Ensuring that the elephants were using only scent-based cues, however, required some creativity, in part because smells tend to linger. But when the researchers replaced their plastic buckets for metal receptacles that might be less likely to retain odors, or repeated their tests with containers that had previously held vastly different numbers of seeds, the results still held true.
The team also ruled out the possibility that their study subjects were picking up on inadvertent cues from the researchers by adding an experiment in which they hid the quantities of seeds from human and elephant alike. In a final trial, the team even positioned the buckets in a way that equalized the height of the top of each seed pile to keep the elephants from picking the portion closer to their trunks. In spite of all these changes, the elephants continued to home in on the more generous portions.
One condition did strip the elephants of their ability to detect the aroma of abundance: swapping out the perforated lids for solid ones that scents couldn’t pass through. This, Plotnik says, hints strongly at the incriminating culprit being smell alone.
“I’m really glad to see a study like this done,” says Caitlin O’Connell, a biologist and elephant expert at Stanford University who was not involved in the study. “I know how difficult these studies are, but these experiments are really nicely set up. They leave little left to be questioned about whether what they see [is real].”
Because the elephants in the study weren’t free-living, it’s not yet clear how these behaviors translate to wild populations, or how they’d benefit elephants in social or ecological contexts, says Marcela Benítez, a behavioral biologist at Georgia State University who was not involved in the study. But smell can have a lot of advantages over vision. “When you have visual stimuli, it’s only as good as what’s in front of you,” she says. “It doesn’t travel well. But something like scent can remain...it has a temporal element you don’t get with vision.”

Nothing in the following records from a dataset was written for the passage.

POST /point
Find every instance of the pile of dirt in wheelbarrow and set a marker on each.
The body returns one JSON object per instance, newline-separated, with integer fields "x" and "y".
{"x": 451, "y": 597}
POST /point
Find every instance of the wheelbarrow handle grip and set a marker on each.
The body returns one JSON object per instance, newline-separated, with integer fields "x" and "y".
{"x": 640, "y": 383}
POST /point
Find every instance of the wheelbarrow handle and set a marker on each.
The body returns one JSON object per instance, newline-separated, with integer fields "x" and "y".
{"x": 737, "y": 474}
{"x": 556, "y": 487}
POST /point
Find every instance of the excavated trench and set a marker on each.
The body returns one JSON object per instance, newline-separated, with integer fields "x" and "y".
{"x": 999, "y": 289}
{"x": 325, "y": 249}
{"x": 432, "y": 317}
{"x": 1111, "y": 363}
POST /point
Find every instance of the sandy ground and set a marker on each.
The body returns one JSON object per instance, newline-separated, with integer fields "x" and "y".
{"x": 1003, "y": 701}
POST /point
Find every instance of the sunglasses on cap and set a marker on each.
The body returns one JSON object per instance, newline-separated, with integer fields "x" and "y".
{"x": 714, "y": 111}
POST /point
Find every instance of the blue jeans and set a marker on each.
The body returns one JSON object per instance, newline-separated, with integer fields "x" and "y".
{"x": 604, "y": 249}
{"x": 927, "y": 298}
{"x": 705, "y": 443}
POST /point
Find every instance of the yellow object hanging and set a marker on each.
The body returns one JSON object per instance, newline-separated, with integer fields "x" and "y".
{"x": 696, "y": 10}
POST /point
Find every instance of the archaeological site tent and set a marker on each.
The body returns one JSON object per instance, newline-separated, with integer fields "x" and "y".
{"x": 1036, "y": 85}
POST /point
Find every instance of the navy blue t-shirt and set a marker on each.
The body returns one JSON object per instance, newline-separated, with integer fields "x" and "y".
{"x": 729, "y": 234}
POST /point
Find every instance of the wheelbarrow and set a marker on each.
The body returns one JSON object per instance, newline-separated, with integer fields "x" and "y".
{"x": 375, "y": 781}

And given how smell-oriented elephants are in navigating their surroundings, it’s likely they’re putting these appendages to good use in daily life, O’Connell says. Quantitative trunks could come in handy for locating rich caches of food, or keeping track of a herd. They could also help elephants identify potential mates or avoid conflicts with competitors. “It’s critical for elephants to understand their world through smell,” she says. “For them to be able to distinguish quantity makes a whole lot of sense.”
What exactly “more” or “less” smells like at the cellular level, and how this information gets processed in the brain, still aren’t clear. (Though, based on the study’s results, it’s probably unlikely that elephants can sniff a container and tell the exact number of seeds inside.) Answering these questions will require more research—and, given our own limitations in the odor department, a hefty dose of creativity. “[Understanding how to smell quantity] might be like describing colors to someone who’s never seen before,” Miller says.
Understanding this sensory skill, however, could help preserve a species in decline. Fewer than 40,000 Asian elephants remain in the wild—and “we’re running out of time to save them,” Plotnik says. “They’re remarkably intelligent animals we still know very little about.”
But conservation will be difficult without clearer insights into how these animals see—and smell—the world around them. “If you want to really understand how smart an animal is, you have to put yourself in their shoes,” Plotnik says. “What this study tells us is, if you want to do that with an elephant, you’re going to need a trunk.”